Other things you simply don’t do might include snatching an equaliser at the death of the quarter-final against Mali, followed by a 122nd-minute winner.

Or, if you had miraculously achieved all of the aforementioned fantasy novel bullsh*t, you’re extremely unlikely to then beat DR Congo in the semifinal with a goal from your talismanic striker Sebastien Haller on the anniversary of his first goal following a recovery from testicular cancer.

That would be silly. No one would believe it. Get rid of the script, start again, you’re being daft.

Happened, though, didn’t it? Only bloody happened.

By the time the AFCON final started last night, none of us were ruling anything out. Usually, rational people were mumbling to themselves, wide-eyed, about fate and zombie elephants.

The Ivorians were up against Nigeria, who’d already beaten them 1-0 in the group stages. It seemed like we were set for a repeat of that game, as the Super Eagles took the lead through William Troost-Ekong on 38 minutes.

The world seemed a little more real again. Nigeria, with perhaps the strongest squad in the tournament, were unlikely to give up a 1-0 advantage. The Ivorians weren’t immortal, after all. Zombie elephants aren’t real. Zombie elephants can’t hurt you.

Franck Kessie then headed an equaliser just after the hour mark and suddenly elephants seem quite scary again. They couldn’t, could they? Nahhhhh.

Then, it happened. The ultimate get the f*ck out moment. The moment that will make your great-great-grandkids think you’re lying to them when you recount this story to them via hologram from beyond the grave.

Sebastien Haller gets his big toe on the end of an Adingra cross to send the ball spinning into the side netting with less than eight minutes of normal time to play.

Haller, of all people.
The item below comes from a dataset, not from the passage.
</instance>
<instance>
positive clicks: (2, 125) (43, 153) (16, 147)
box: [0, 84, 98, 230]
Haller, who, following the rejuvenation of his career at Ajax, smashing goals in for fun, had only just made his big, potentially career-defining move to Dortmund, only to have his life and career halted by a terrifying diagnosis of testicular cancer.

Six months of treatment and, thank goodness, Haller made a full recovery and was back on the pitch and back scoring goals. This particular goal, though. This was the one. This was as good as it gets.

Les Elephants held out until the final whistle to win only their third AFCON, in front of a delirious home crowd including a euphoric-looking Didier Drogba, with a makeshift coach, and a new national hero.

You might not believe in fate, but whatever just happened in the Cote d’Ivoire, it felt a little bit supernatural. The sort of thing that gets turned into legend and, eventually, myth.

The tall tale of Sebastien Haller and the Zombie Elephants.